Am nächsten Tag starteten wir zur letzten Etappe. Es ging einige Stunden bergab bis zu dem Ort Hidroelectrico. Ab dort muss man an den Bahngleisen noch 11 km bis Aguas Calientes laufen, einem Ort unterhalb Machu Picchus. Man kann auch ein Zugticket kaufen, allerdings sind die Preise für die kurze Strecke ganz schön happig: ca. 80 Euro hätte es uns gekostet. Mit peruanischer Staatsbürgerschaft kostet es nur 2,50 Euro. Also laufen fast alle Touristen von außerhalb an den Gleisen entlang. Nach ca. 7 km fanden wir einen netten Campingplatz mit Feuerstelle und blieben dort. In Aguas Calientes, einem sehr touristischen Ort kauften wir die Tickets für Machu Picchu. In der Touristeninformation fragte ich außerdem, wo es hier das übliche Cena Familiar, also das peruanische Abendessen für 5 Sol gebe. Die Dame meinte, so etwas gäbe es hier nicht. Durch Zufall fanden wir im zweiten Stockwerk über dem Markt dann doch die typischen Essensstände…gute Information ist hier echt Gold wert…Ich hatte nach der Wanderung auch Lust etwas zu trinken, aber alles war extrem überteuert. In einem kleinen Laden sollte ein Wein, den wir ganz sicher bei Kaufland für zwei Euro gesehen haben 40 Sol, also etwas mehr als 10 Euro kosten. Als ich sämtliche Preise aller alkoholischer Getränke im Laden erfragt hatte und mehrfach versucht hatte, mit dem Ladenbesitzer zu feilschen, holte er schließlich eine riesige Glasflasche mit selbst gebranntem Traubenschnaps unter der Ladentheke hervor und füllte uns eine Wasserflasche voll damit für 6 Sol (ca. 1,50 Euro).
Am nächsten Tag erklommen wir die steilen Treppenstufen zum Machu Picchu. Nach zwei Stunden standen wir verschwitzt oben.
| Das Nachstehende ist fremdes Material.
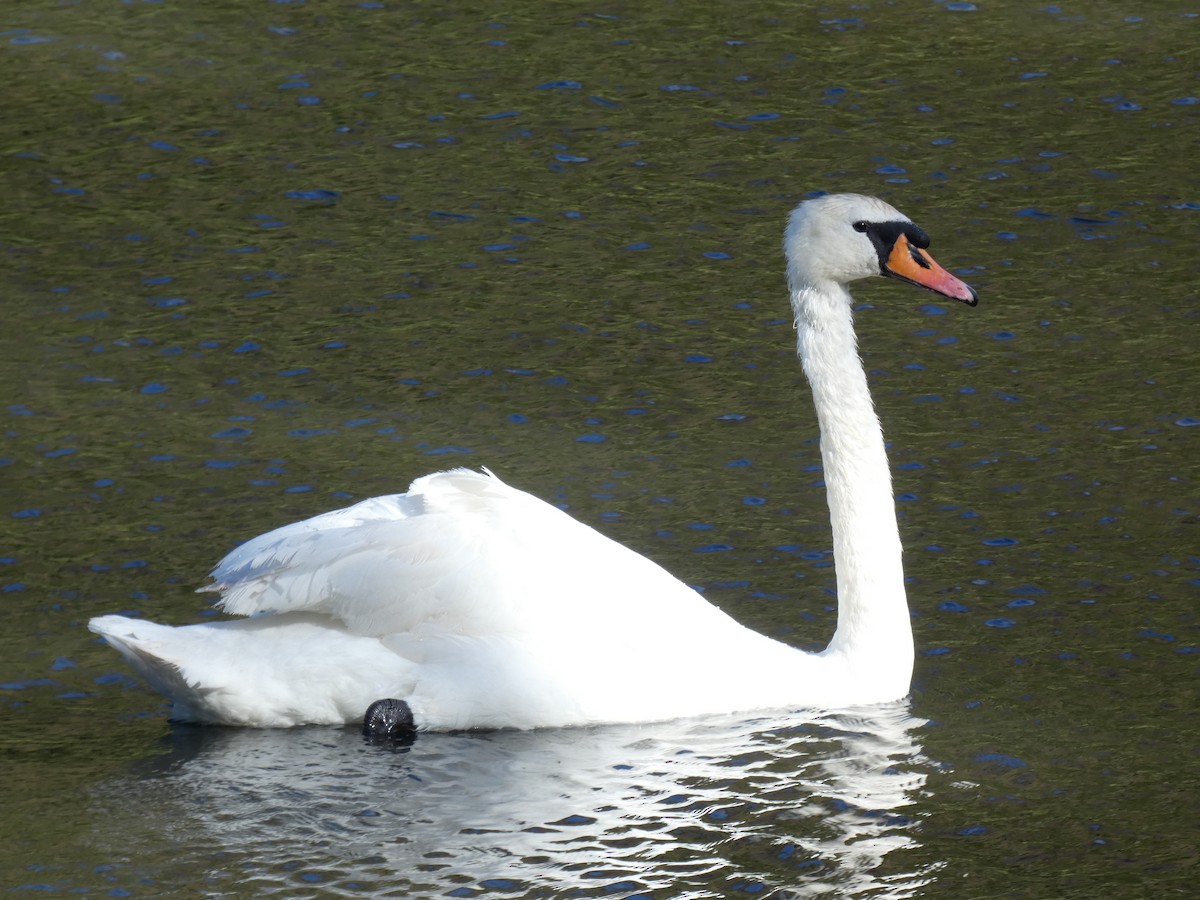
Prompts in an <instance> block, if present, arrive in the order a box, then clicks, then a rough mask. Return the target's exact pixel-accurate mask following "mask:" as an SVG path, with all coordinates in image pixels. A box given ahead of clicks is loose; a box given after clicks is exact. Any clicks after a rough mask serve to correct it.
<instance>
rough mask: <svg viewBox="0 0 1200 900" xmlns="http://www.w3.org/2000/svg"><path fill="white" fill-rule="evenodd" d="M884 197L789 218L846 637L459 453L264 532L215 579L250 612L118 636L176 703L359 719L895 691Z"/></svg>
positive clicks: (538, 713)
mask: <svg viewBox="0 0 1200 900" xmlns="http://www.w3.org/2000/svg"><path fill="white" fill-rule="evenodd" d="M860 220H880V221H889V222H894V221H907V220H905V218H904V217H902V216H901V215H900V214H899V212H896V211H895V210H893V209H892V208H890V206H887V204H883V203H882V202H881V200H876V199H874V198H865V197H858V196H856V194H842V196H835V197H827V198H821V199H820V200H810V202H808V203H805V204H802V205H800V208H799V209H798V210H797V211H796V212H794V214H793V216H792V220H791V222H790V226H788V229H787V235H786V242H785V246H786V250H787V256H788V280H790V283H791V287H792V302H793V307H794V311H796V317H797V329H798V332H799V354H800V358H802V361H803V364H804V368H805V373H806V374H808V377H809V379H810V382H811V383H812V389H814V397H815V401H816V406H817V412H818V416H820V421H821V427H822V456H823V460H824V466H826V481H827V485H828V490H829V505H830V518H832V523H833V530H834V548H835V556H836V562H838V580H839V625H838V631H836V634H835V636H834V640H833V642H832V643H830V646H829V648H828V649H827V650H826V652H824V653H821V654H810V653H804V652H800V650H798V649H794V648H792V647H788V646H786V644H784V643H780V642H778V641H774V640H770V638H768V637H764V636H763V635H760V634H756V632H754V631H751V630H749V629H746V628H744V626H743V625H740V624H738V623H737V622H736V620H733V619H732V618H730V617H728V616H726V614H725V613H724V612H721V611H720V610H718V608H716V607H714V606H713V605H710V604H709V602H707V601H706V600H704V599H703V598H702V596H700V595H698V594H697V593H696V592H694V590H692V589H690V588H689V587H688V586H685V584H684V583H683V582H680V581H678V580H677V578H676V577H673V576H672V575H670V574H668V572H667V571H666V570H664V569H661V568H660V566H659V565H656V564H655V563H653V562H650V560H649V559H646V558H644V557H642V556H638V554H637V553H635V552H632V551H630V550H629V548H626V547H624V546H622V545H619V544H617V542H614V541H612V540H610V539H607V538H605V536H604V535H601V534H600V533H599V532H595V530H594V529H592V528H589V527H588V526H586V524H583V523H581V522H578V521H576V520H575V518H572V517H570V516H569V515H566V514H565V512H563V511H560V510H558V509H556V508H554V506H551V505H550V504H547V503H544V502H542V500H539V499H536V498H535V497H532V496H530V494H528V493H524V492H522V491H518V490H516V488H514V487H510V486H509V485H506V484H504V482H503V481H502V480H500V479H498V478H496V476H494V475H492V474H491V473H488V472H486V470H485V472H482V473H480V472H470V470H467V469H454V470H451V472H443V473H438V474H433V475H426V476H424V478H420V479H418V480H416V481H414V482H413V484H412V486H410V488H409V491H408V492H407V493H403V494H395V496H390V497H377V498H373V499H370V500H364V502H362V503H359V504H355V505H353V506H349V508H347V509H343V510H336V511H332V512H326V514H324V515H319V516H316V517H313V518H310V520H306V521H304V522H296V523H294V524H289V526H286V527H283V528H278V529H276V530H274V532H270V533H268V534H264V535H260V536H258V538H254V539H253V540H250V541H247V542H246V544H244V545H242V546H240V547H238V548H236V550H234V551H233V552H232V553H229V554H228V556H227V557H226V558H224V559H223V560H222V562H221V563H220V565H217V568H216V569H215V570H214V572H212V577H214V583H212V584H211V586H209V587H208V588H206V589H209V590H215V592H217V593H218V594H220V595H221V599H220V600H218V605H220V606H221V607H222V608H223V610H224V611H226V612H228V613H233V614H239V616H248V617H250V618H248V619H241V620H227V622H218V623H205V624H199V625H188V626H184V628H167V626H163V625H156V624H154V623H149V622H142V620H134V619H127V618H124V617H120V616H104V617H100V618H96V619H92V620H91V623H90V625H89V626H90V628H91V629H92V630H94V631H96V632H97V634H101V635H103V636H104V638H106V640H107V641H108V642H109V643H110V644H113V646H114V647H115V648H116V649H118V650H120V652H121V654H122V655H125V658H126V659H127V660H128V661H130V664H131V665H132V666H133V667H134V668H136V670H137V671H138V672H139V673H140V674H142V676H143V677H144V678H146V680H148V682H150V684H151V685H152V686H155V688H156V689H157V690H160V691H162V692H163V694H166V695H167V696H169V697H170V698H172V700H173V702H174V710H173V714H174V716H175V718H179V719H190V720H196V721H205V722H222V724H229V725H250V726H289V725H300V724H306V722H312V724H317V722H324V724H340V722H350V721H358V720H360V719H361V716H362V713H364V712H365V709H366V707H367V706H368V704H370V703H371V702H372V701H374V700H379V698H383V697H396V698H402V700H404V701H407V702H408V703H409V706H410V707H412V710H413V714H414V718H415V720H416V724H418V725H419V727H422V728H432V730H451V728H478V727H520V728H530V727H540V726H565V725H587V724H598V722H618V721H625V722H636V721H653V720H662V719H670V718H679V716H692V715H702V714H710V713H720V712H732V710H749V709H761V708H782V707H845V706H852V704H859V703H875V702H884V701H893V700H898V698H900V697H902V696H904V695H905V694H906V692H907V690H908V680H910V677H911V672H912V655H913V647H912V632H911V628H910V623H908V611H907V605H906V601H905V593H904V576H902V571H901V566H900V540H899V534H898V532H896V523H895V514H894V508H893V499H892V491H890V476H889V473H888V464H887V457H886V454H884V450H883V438H882V434H881V432H880V426H878V421H877V419H876V416H875V412H874V408H872V406H871V398H870V394H869V392H868V389H866V380H865V376H864V373H863V368H862V364H860V362H859V360H858V355H857V350H856V347H854V334H853V326H852V322H851V301H850V294H848V292H847V290H846V289H845V286H844V284H845V282H846V281H850V280H852V278H857V277H865V276H868V275H876V274H878V262H877V254H876V252H875V248H874V247H872V246H871V244H870V240H869V239H868V238H865V236H863V235H862V234H858V233H857V232H856V230H853V228H852V227H851V226H852V223H853V222H856V221H860Z"/></svg>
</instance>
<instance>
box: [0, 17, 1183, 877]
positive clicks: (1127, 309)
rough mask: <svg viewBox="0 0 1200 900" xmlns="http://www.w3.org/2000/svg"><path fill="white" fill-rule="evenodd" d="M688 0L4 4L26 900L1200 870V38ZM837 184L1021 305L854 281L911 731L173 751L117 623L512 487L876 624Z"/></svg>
mask: <svg viewBox="0 0 1200 900" xmlns="http://www.w3.org/2000/svg"><path fill="white" fill-rule="evenodd" d="M643 6H644V5H634V4H617V5H612V6H606V7H602V8H601V7H583V6H577V5H574V4H568V2H563V4H527V5H499V4H485V2H480V4H474V5H450V4H431V2H412V4H390V2H385V4H360V5H355V4H334V2H322V1H317V2H312V1H310V2H292V4H276V2H264V4H203V5H199V4H180V2H162V4H127V5H116V4H107V2H80V4H77V5H70V6H67V5H62V6H60V5H50V4H46V2H17V4H10V5H8V6H7V7H6V8H5V19H4V22H2V23H0V74H2V78H4V84H5V110H6V115H5V116H4V119H2V120H0V188H2V196H4V198H5V203H4V204H0V248H2V254H4V289H2V290H0V313H2V316H4V323H5V326H4V330H2V332H0V379H2V384H4V386H5V390H6V395H7V401H6V403H5V410H4V412H2V413H0V414H2V415H4V416H5V420H4V427H2V430H0V434H2V443H0V503H2V508H0V589H2V593H0V598H2V602H4V604H5V610H6V612H7V626H6V628H5V630H4V634H2V635H0V758H2V760H4V772H5V776H4V779H2V780H0V784H2V787H0V835H2V838H4V840H2V841H0V846H2V850H0V886H2V888H4V889H6V890H12V892H18V890H20V889H23V888H24V889H38V890H46V892H50V893H55V892H56V893H70V892H89V893H97V894H108V895H152V894H160V893H164V892H175V893H188V892H192V893H194V892H202V893H209V894H217V895H221V894H238V893H256V894H269V893H274V894H282V895H287V896H322V895H330V894H338V893H344V894H359V895H361V894H362V893H378V894H386V893H389V892H390V893H394V894H395V895H401V896H403V895H446V894H450V893H451V892H458V893H457V894H456V895H467V896H469V895H490V894H504V895H508V896H512V895H529V896H558V895H575V894H577V895H584V896H587V895H606V896H631V895H635V894H638V893H643V894H649V895H653V896H662V898H666V896H712V895H722V896H724V895H742V894H745V893H750V894H755V893H757V894H763V895H772V894H774V895H778V896H821V895H856V896H857V895H870V896H911V895H942V894H946V895H955V896H997V895H1006V896H1031V898H1042V896H1049V895H1074V896H1094V895H1096V894H1097V893H1099V892H1108V893H1110V894H1112V895H1115V896H1139V895H1156V896H1157V895H1171V894H1182V893H1186V892H1187V890H1188V889H1190V887H1192V884H1193V883H1194V881H1195V877H1196V875H1195V860H1196V856H1195V844H1196V830H1195V821H1196V816H1195V811H1196V810H1195V792H1194V790H1190V791H1189V790H1188V785H1194V784H1195V782H1196V770H1195V761H1194V757H1195V752H1194V750H1195V748H1194V743H1195V742H1194V739H1193V737H1192V736H1193V733H1194V725H1193V722H1192V719H1193V718H1194V712H1193V710H1194V708H1195V700H1196V697H1195V661H1194V660H1195V655H1194V649H1195V625H1196V622H1195V604H1196V598H1198V593H1200V575H1198V568H1200V566H1198V540H1196V536H1198V527H1196V526H1198V521H1200V520H1198V515H1200V497H1198V490H1196V481H1195V474H1196V473H1195V460H1196V439H1198V428H1196V425H1198V424H1200V404H1198V401H1196V389H1195V376H1194V373H1195V371H1196V370H1198V366H1200V350H1198V349H1196V348H1198V342H1196V341H1195V340H1194V338H1193V332H1194V331H1195V328H1196V320H1198V317H1200V304H1198V296H1196V289H1195V283H1196V268H1195V262H1194V244H1195V235H1196V223H1198V218H1196V216H1198V215H1200V186H1198V179H1196V174H1195V172H1196V169H1195V162H1194V156H1195V151H1194V150H1195V146H1196V120H1198V113H1200V101H1198V100H1196V98H1198V97H1200V84H1198V82H1196V77H1195V72H1196V61H1198V60H1196V50H1195V47H1196V46H1198V41H1196V29H1198V26H1200V7H1196V6H1195V5H1194V4H1187V2H1160V4H1156V5H1154V8H1153V11H1150V12H1147V11H1146V10H1144V8H1140V7H1134V6H1133V5H1128V6H1127V7H1122V6H1120V5H1111V4H1110V5H1078V6H1076V5H1070V4H1063V5H1058V6H1051V5H1046V4H1006V5H1003V6H1001V5H995V4H977V5H971V4H936V2H920V4H917V2H911V4H895V5H884V4H826V5H821V6H809V5H803V4H752V5H750V4H726V2H716V4H706V5H695V4H692V5H676V6H667V5H662V6H654V7H652V8H643ZM972 6H974V7H977V8H966V7H972ZM960 7H961V8H960ZM835 190H854V191H864V192H869V193H877V194H880V196H883V197H884V198H886V199H888V200H889V202H892V203H894V204H895V205H898V206H899V208H900V209H901V210H904V211H905V212H907V214H908V215H911V216H912V217H913V218H914V220H917V221H918V222H919V223H920V224H922V226H923V227H924V228H925V229H926V230H929V232H930V234H931V235H932V236H934V247H932V250H934V252H935V253H936V256H937V258H938V259H940V260H941V262H942V263H943V264H946V265H947V266H949V268H950V269H953V270H954V271H956V272H959V274H960V275H962V276H964V277H965V278H967V280H968V281H970V282H971V283H972V284H974V286H976V287H977V288H978V289H979V292H980V298H982V302H980V306H979V307H978V308H977V310H966V308H949V306H948V305H941V304H936V302H931V300H930V296H929V295H917V294H914V293H913V292H911V290H908V289H906V288H904V287H900V286H896V284H888V283H883V282H874V283H868V284H862V286H860V287H859V288H858V289H857V296H858V298H859V299H860V300H862V301H863V302H864V304H865V305H866V306H865V307H864V308H863V311H862V313H860V316H859V330H860V343H862V349H863V354H864V358H865V359H866V361H868V366H869V367H870V368H871V371H872V389H874V391H875V395H876V400H877V404H878V408H880V413H881V416H882V419H883V421H884V427H886V431H887V434H888V438H889V440H890V454H892V460H893V462H894V464H895V480H896V491H898V494H899V497H900V503H899V509H900V514H901V530H902V536H904V540H905V544H906V547H907V556H906V570H907V572H908V576H910V580H911V586H910V598H911V602H912V606H913V611H914V616H916V617H917V618H916V630H917V640H918V653H919V655H918V671H917V678H916V683H914V694H913V700H912V703H911V704H910V707H908V709H907V710H899V712H896V714H895V716H892V718H884V719H883V720H880V721H865V722H847V721H841V720H832V721H818V722H816V724H812V725H804V724H803V722H791V724H788V722H782V724H781V722H764V721H754V722H740V721H732V722H714V724H709V725H706V726H704V727H700V726H689V725H679V724H674V725H665V726H661V728H653V730H620V728H614V730H600V731H596V732H582V733H578V734H571V733H553V734H540V736H539V734H533V736H491V737H478V738H476V737H463V736H439V737H434V738H428V739H425V738H422V739H421V740H419V742H418V744H416V745H415V746H414V748H413V749H412V750H410V751H409V752H407V754H380V752H378V751H377V750H376V749H373V748H367V746H364V745H362V744H361V743H360V742H359V740H358V738H356V736H354V734H353V733H349V732H338V731H325V730H304V731H301V732H290V733H282V734H275V733H268V734H258V733H254V732H244V733H221V732H216V733H197V732H194V731H191V730H186V728H173V727H172V726H169V725H168V722H167V720H166V712H164V708H163V706H162V703H161V702H160V700H158V698H157V697H156V696H155V695H152V694H150V692H149V691H146V690H145V689H144V688H142V686H140V685H139V684H138V683H137V682H136V679H134V678H133V677H132V676H131V674H130V673H128V672H127V671H126V670H125V668H124V667H122V666H121V664H120V661H119V659H118V658H116V655H115V654H114V653H113V652H112V650H109V649H107V648H104V647H102V646H100V644H97V643H96V642H95V641H92V638H91V635H90V634H89V632H88V631H86V630H85V628H84V623H85V620H86V619H88V617H90V616H92V614H97V613H104V612H118V611H138V612H140V613H143V614H145V616H148V617H152V618H156V619H160V620H167V622H178V623H185V622H193V620H197V619H198V618H199V617H202V616H205V614H208V611H206V608H205V600H204V598H203V596H197V595H196V594H193V593H192V592H193V588H194V587H196V586H198V584H200V583H203V581H204V575H205V572H206V571H208V570H209V568H210V566H211V565H212V564H214V563H215V562H216V560H217V559H218V558H220V557H221V556H222V554H223V553H224V552H226V551H227V550H228V548H229V547H232V546H233V545H234V544H236V542H238V541H240V540H244V539H246V538H248V536H251V535H253V534H257V533H259V532H262V530H264V529H266V528H270V527H274V526H277V524H282V523H284V522H287V521H290V520H294V518H298V517H300V516H305V515H312V514H314V512H318V511H322V510H325V509H329V508H331V506H336V505H342V504H344V503H347V502H348V500H350V499H353V498H358V497H365V496H371V494H374V493H382V492H391V491H397V490H403V487H406V486H407V484H408V481H409V480H410V479H412V478H414V476H416V475H419V474H424V473H425V472H428V470H432V469H437V468H444V467H448V466H454V464H468V466H480V464H486V466H488V467H490V468H492V469H494V470H496V472H497V473H498V474H500V475H503V476H504V478H505V479H506V480H509V481H511V482H514V484H516V485H518V486H521V487H523V488H527V490H530V491H533V492H535V493H538V494H540V496H542V497H546V498H550V499H554V500H557V502H560V503H564V504H566V505H568V506H569V509H570V510H571V511H572V514H575V515H577V516H578V517H580V518H582V520H583V521H586V522H588V523H590V524H594V526H596V527H598V528H600V529H601V530H604V532H605V533H607V534H611V535H612V536H614V538H617V539H619V540H622V541H624V542H626V544H629V545H630V546H632V547H635V548H637V550H640V551H643V552H647V553H648V554H650V556H652V557H653V558H655V559H656V560H659V562H661V563H662V564H664V565H666V566H667V568H668V569H671V570H672V571H674V572H677V574H679V575H680V576H682V577H684V578H685V580H688V581H689V582H690V583H695V584H697V586H702V587H703V588H704V589H706V592H707V595H708V596H709V598H712V599H713V600H714V601H715V602H718V604H720V605H721V606H722V607H724V608H726V610H728V611H730V612H731V613H733V614H734V616H737V617H738V618H739V619H740V620H743V622H746V623H748V624H751V625H754V626H755V628H758V629H761V630H764V631H767V632H770V634H778V635H780V636H784V637H786V638H787V640H791V641H793V642H796V643H798V644H800V646H805V647H809V646H821V644H823V643H824V641H826V640H827V638H828V635H829V632H830V630H832V624H833V612H832V604H833V596H832V593H830V592H832V588H833V569H832V565H830V557H829V553H828V535H827V528H826V522H824V505H823V504H824V500H823V492H822V488H821V485H820V472H818V470H817V469H816V468H815V467H816V466H817V463H818V457H817V450H816V426H815V421H814V415H812V412H811V408H810V403H809V398H808V396H806V391H805V388H804V384H803V379H802V378H800V374H799V372H798V367H797V365H796V361H794V356H793V352H792V344H793V338H792V334H791V329H790V322H788V310H787V299H786V294H785V290H784V284H782V260H781V254H780V250H779V245H780V236H781V230H782V222H784V217H785V216H786V212H787V210H788V209H790V208H791V206H792V205H793V204H794V203H796V202H798V200H799V199H802V198H803V197H804V196H805V194H806V193H808V192H811V191H835ZM713 664H714V665H720V660H714V661H713ZM614 665H636V660H620V659H619V655H618V656H616V658H614ZM684 750H686V751H688V752H682V751H684ZM889 763H890V766H892V767H893V768H892V769H890V770H889V769H888V764H889ZM887 772H892V773H893V774H894V780H892V779H889V776H887ZM422 786H424V787H422ZM676 797H684V798H685V799H684V800H674V799H673V798H676ZM365 811H370V812H372V814H377V815H367V814H366V812H365ZM719 814H724V815H719ZM572 817H577V818H572ZM247 823H248V824H247ZM539 829H540V830H539ZM572 829H574V830H572ZM539 835H540V836H539ZM788 848H791V850H788Z"/></svg>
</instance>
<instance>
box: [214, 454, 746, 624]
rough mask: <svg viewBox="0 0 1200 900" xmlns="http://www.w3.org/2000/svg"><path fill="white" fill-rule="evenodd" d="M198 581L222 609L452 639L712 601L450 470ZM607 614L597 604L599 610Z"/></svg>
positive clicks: (678, 612) (563, 520)
mask: <svg viewBox="0 0 1200 900" xmlns="http://www.w3.org/2000/svg"><path fill="white" fill-rule="evenodd" d="M212 578H214V583H212V584H210V586H208V587H206V588H204V589H208V590H216V592H218V593H220V594H221V600H220V601H218V604H220V606H221V607H222V608H223V610H224V611H226V612H229V613H235V614H244V616H252V614H258V613H283V612H312V613H322V614H326V616H330V617H332V618H335V619H337V620H340V622H342V623H344V625H346V626H347V628H348V629H349V631H350V632H353V634H360V635H389V634H401V632H402V634H408V635H413V636H416V637H420V636H421V635H446V634H454V635H456V636H458V637H469V636H492V635H503V634H514V632H520V634H521V635H528V634H530V632H533V631H546V632H548V634H551V635H558V636H562V635H563V634H564V629H570V628H574V626H582V625H584V624H586V623H587V620H588V619H590V620H592V625H590V626H594V625H595V620H596V619H602V620H605V622H612V623H613V624H614V625H616V623H617V622H620V620H622V619H623V618H624V613H625V612H630V613H631V612H634V611H635V610H636V613H637V614H638V616H640V617H641V618H643V619H644V618H646V617H647V614H650V616H652V617H653V614H654V613H653V612H650V611H648V610H647V605H649V607H652V608H653V610H658V611H659V613H660V614H661V616H662V618H664V619H666V620H670V619H671V618H672V617H673V616H677V614H679V613H682V612H683V608H680V606H686V607H689V608H691V614H692V616H695V614H697V613H696V610H695V607H700V608H701V610H702V611H701V612H700V613H698V614H700V616H701V618H707V617H708V616H709V614H710V613H708V611H713V612H714V613H716V614H718V616H720V617H721V618H726V617H725V616H724V613H719V612H718V611H716V610H715V607H712V606H710V605H709V604H707V602H706V601H703V600H702V599H701V598H700V596H698V595H697V594H696V593H695V592H692V590H691V589H690V588H688V587H686V586H685V584H683V583H682V582H679V581H678V580H677V578H674V577H673V576H671V575H670V574H668V572H666V571H665V570H662V569H661V568H660V566H658V565H656V564H654V563H652V562H650V560H648V559H646V558H644V557H641V556H640V554H637V553H635V552H632V551H630V550H629V548H626V547H624V546H622V545H619V544H617V542H616V541H612V540H610V539H607V538H605V536H604V535H601V534H600V533H599V532H596V530H594V529H592V528H589V527H588V526H584V524H582V523H581V522H578V521H576V520H575V518H572V517H570V516H569V515H566V514H565V512H563V511H562V510H559V509H557V508H554V506H552V505H550V504H547V503H545V502H542V500H539V499H538V498H535V497H533V496H530V494H528V493H526V492H523V491H518V490H516V488H514V487H510V486H509V485H506V484H504V482H503V481H502V480H500V479H498V478H496V476H494V475H492V474H491V473H488V472H486V470H485V472H472V470H468V469H454V470H450V472H443V473H436V474H433V475H426V476H424V478H420V479H418V480H416V481H414V482H413V484H412V486H410V487H409V490H408V492H407V493H402V494H392V496H386V497H377V498H372V499H368V500H364V502H361V503H358V504H355V505H353V506H348V508H347V509H342V510H335V511H332V512H326V514H323V515H319V516H316V517H313V518H308V520H305V521H302V522H296V523H293V524H289V526H284V527H283V528H278V529H276V530H274V532H269V533H266V534H264V535H260V536H258V538H254V539H252V540H250V541H247V542H246V544H244V545H241V546H240V547H238V548H236V550H234V551H233V552H230V553H229V554H228V556H227V557H226V558H224V559H223V560H222V562H221V563H220V564H218V565H217V568H216V569H215V570H214V572H212ZM601 611H602V614H601Z"/></svg>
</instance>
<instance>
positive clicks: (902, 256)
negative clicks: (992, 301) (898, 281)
mask: <svg viewBox="0 0 1200 900" xmlns="http://www.w3.org/2000/svg"><path fill="white" fill-rule="evenodd" d="M883 274H884V275H890V276H893V277H895V278H900V280H901V281H907V282H908V283H910V284H917V286H918V287H922V288H928V289H929V290H932V292H934V293H935V294H941V295H942V296H948V298H950V299H952V300H961V301H962V302H965V304H966V305H967V306H974V305H976V304H977V302H979V298H978V296H976V293H974V290H973V289H972V288H971V286H970V284H967V283H966V282H965V281H961V280H959V278H955V277H954V276H953V275H950V274H949V272H948V271H946V270H944V269H943V268H942V266H940V265H938V264H937V263H935V262H934V258H932V257H931V256H929V253H926V252H925V251H924V250H920V248H919V247H914V246H913V245H912V244H910V242H908V238H907V236H905V235H904V234H901V235H900V236H899V238H896V242H895V244H894V245H892V252H890V253H889V254H888V262H887V263H886V264H884V266H883Z"/></svg>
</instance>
Nachdem es den Tag zuvor nur geregnet hatte, erwartete uns strahlender Sonnenschein. Es war einfach nur schön im Gras zu sitzen und den wohl bekanntesten Blick auf die Inkastadt zu genießen. Das Besondere an der Stadt waren nicht nur die beeindruckenden Ruinen, sondern auch der grandiose Ausblick in die umliegenden Täler. Der Weg dorthin hat sich auf jeden Fall gelohnt!
Des war bestimmt voll anstrengend und schön und noch eine schöne Weltreise.